= 2002 in red carpet fashion =

Red carpet fashion in 2002 saw January's Golden Globes called "simple and safe", and the Oscars in March described as "conservative" and "a night of fashion blunders". The events of September 11 the previous year had an effect on red carpet style, with many guests at September's Emmys choosing to wear black in remembrance of those who died.

==Golden Globe Awards (January 21)==
The main look of the evening at the 59th Golden Globe Awards was a very low-cut V-necked gown in red, black, or purple tones, with large dangling earrings and pale lipstick, while male guests mostly wore black or silver ties with white shirts under their tuxedos. Some exceptions were Heather Locklear in turquoise-beaded Celine, Kate Hudson in silver, and Andie MacDowell in red-and-white Escada; whilst Sting and Benjamin Bratt wore open-necked shirts. Silhouettes were either form-fitting or full-skirted, in flowing silk and tulle fabrics.

The looks on the red carpet were reviewed by Joan and Melissa Rivers in a special edition of the E! Fashion Police television programme.

==Academy Awards (March 24)==
Prior to the 74th Academy Awards ceremony, its producer Laura Ziskin encouraged attendees to make an effort. However, the gowns seen on the red carpet were generally not well received, with Marcelle D'Argy Smith, formerly of Cosmopolitan, describing it as a "night of fashion blunders", saying that only the men in their tuxedos looked really gorgeous. One dress that was particularly criticised was Gwyneth Paltrow's black Alexander McQueen dress with a transparent ruched bodice, which, ten years later, was still being cited as an Oscar fashion disaster. Also criticised were Barbra Streisand's burgundy velvet "tent/wrap/curtain" and Jennifer Connelly's strapless tulle dress in "shrieking beige" and "pale dung" (described elsewhere as "phlegm-coloured"). Nicole Kidman's pale pink Chanel dress was dismissed as nice but boring by D'Argy Smith, although admired elsewhere. She was the only high-profile attendee in Chanel that evening, having requested exclusive rights to being dressed by the house.

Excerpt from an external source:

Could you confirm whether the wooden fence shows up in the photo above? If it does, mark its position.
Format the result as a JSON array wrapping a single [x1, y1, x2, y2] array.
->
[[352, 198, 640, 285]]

However, that year's Best Actress winner, Halle Berry, had a hit with an Elie Saab dress with a strategically embroidered nude-effect brown net bodice and a voluminous taffeta skirt, which Cosmopolitan magazine suggested in 2008 was "probably one of the best known Oscar dresses of all time". Like Paltrow's dress, Berry's dress was still being cited ten years later, but as a fashion success that made Saab an "overnight sensation". It was voted 8th greatest red carpet gown of all time in a 2008 Debenhams poll, just behind Kate Winslet's red Ben de Lisi gown at 7th. Winslet's dress, unadorned except for an asymmetrical flowered strap running across the front, was largely admired, Cosmopolitan declaring it simple but "ultra-flattering", although Amanda Platell for the New Statesman described Winslet as resembling a "podgy mum from Muswell Hill" (whilst declaring Berry's dress the best of the night). As with Saab, de Lisi received a major boost, saying the following year: "I can't possibly quantify how much publicity I got from that or how much money I made. And now, every time anyone writes about her [Winslet] they use the picture of her in the dress and so it just goes on and on."

==Emmys (22 September)==
Whilst encouraged to dress up for the event, many attendees at the 54th Primetime Emmy Awards wore black in memory of the September 11 attacks the previous year, which led to the previous year's ceremony being postponed until November. However, a few attendees wore colour, including Jennifer Aniston in pink Dior and Oprah Winfrey whose pale yellow chiffon dress by Bradley Bayou was cited as one of the best dresses of the night.